6. Can you give a real-life example of Gibbs Free Energy at work?
A common example is the melting of an ice cube at room temperature. Although melting requires heat from the surroundings (endothermic, positive ΔH), the water molecules become much more disordered than in the solid ice structure (positive ΔS). At temperatures above 0°C (273 K), the TΔS term becomes larger than the ΔH term, making the overall ΔG negative. This negative ΔG drives the spontaneous process of the ice melting into liquid water.
7. What is the difference between Gibbs Free Energy change (ΔG) and Standard Gibbs Free Energy change (ΔG°)?

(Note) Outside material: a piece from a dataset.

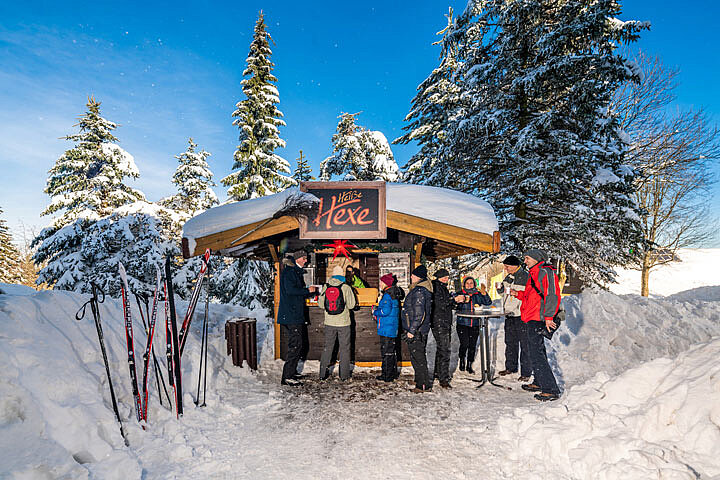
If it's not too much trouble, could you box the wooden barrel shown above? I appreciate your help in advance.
[225,317,257,370]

The key difference lies in the conditions under which they are measured. ΔG (Gibbs Free Energy change) refers to the free energy change under any non-standard set of conditions. In contrast, ΔG° (Standard Gibbs Free Energy change) refers to the free energy change when a reaction is carried out under specific standard conditions: 1 atm pressure for gases, 1 M concentration for solutions, and a standard temperature, usually 298 K (25°C).
8. How is Gibbs Free Energy related to the cell potential (E_cell) in an electrochemical cell?
In electrochemistry, the Standard Gibbs Free Energy change (ΔG°) is directly proportional to the standard cell potential (E°cell) of a galvanic cell. The relationship is given by the formula: ΔG° = -nFE°cell.
- n is the number of moles of electrons transferred in the reaction.
- F is the Faraday constant (approx. 96,485 C/mol).
- E°cell is the standard cell potential.
A positive E°cell results in a negative ΔG°, confirming that the cell reaction is spontaneous.
9. What is the relationship between Standard Gibbs Free Energy (ΔG°) and the equilibrium constant (K)?
The Standard Gibbs Free Energy (ΔG°) is related to the equilibrium constant (K) by the equation ΔG° = -RT ln K. This formula is crucial because it links thermodynamic data (ΔG°) with the extent of a reaction at equilibrium (K). A large negative ΔG° corresponds to a large K, meaning the reaction strongly favours the formation of products at equilibrium.